Sam Cornish comments:
Most of my major themes are of urban life, the Negro predicament here in the cities, and my own family. I try to use a minimum of words to express the intended thought or feeling, with the effect of being starkly frank at times. Main verse form is unrhymed, free. Main influences—Lowell, T.S. Eliot, LeRoi Jones.* * *
Sam Cornish feels that T.S. Eliot, Robert Lowell, and LeRoi Jones have influenced him, and this influence is evident in his thematic affinity with Jones and the subtle irony of his poetry, a quality so significant in Eliot and Lowell. The three dominant themes in Cornish's works are urban life, the situation of people of color, and his own family. In form his poetry is strikingly concise—even terse—and his verse unrhymed. The short poem "Sam's World" is a representative sample of the poet's sharp consciousness of black people's plight and, simultaneously, his perception of the identity and dignity possible even in that plight:
sam's mother has
grey combed hair
she will never touch
it with a hot iron
she leaves it
the way the lord
she wears it proudly
a black and grey
round head of hair
In comments on his well-known "Generations 1" Cornish says that he "walked to the east side of Baltimore trying to find and remember the boys that grew up with me and were still living on the streets: laughing, talking and thinking about the streets, the playgrounds that had turned into parking lots, or weeded places after the riots. The poem grew out of those meetings and remembering what it was like to grow up alone, how I felt about women, the church, what I wanted to do with my life." Remembered, relived, and reflected-upon events provide a major basis for his poetry. The unrecognizable and beautiful transformations of these events into poetry is obvious in "Generations 1." Specific details about the familiar figures of everyday life become highly generalized and evocative in such lines as these:
he would come into her cold apartment
wondering if he had the special knowledge
that women wanted from men
endured the pain she moaned
the odor between her breasts
and wanted god to remember
he was young
and in much trouble
Cornish's poetry shows an intense awareness of what it means to be human and, especially, to be black in contemporary America.

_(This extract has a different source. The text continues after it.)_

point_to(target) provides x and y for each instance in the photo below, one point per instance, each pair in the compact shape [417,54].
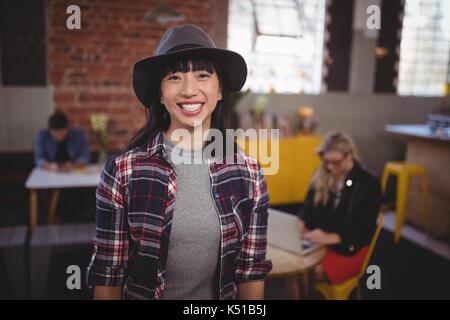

It fuses in a complex way a tender awareness of intimate man-woman relations, close family ties, and a sympathy and understanding for fellow blacks. As an African-American poet, Cornish suffers the anguish of his people and writes about it in a way that combines the immediacy of one sharing the experience and the control of the detached observer. It is this tone of wistfulness and this control that make his poetry deeply moving without being shriekingly militant.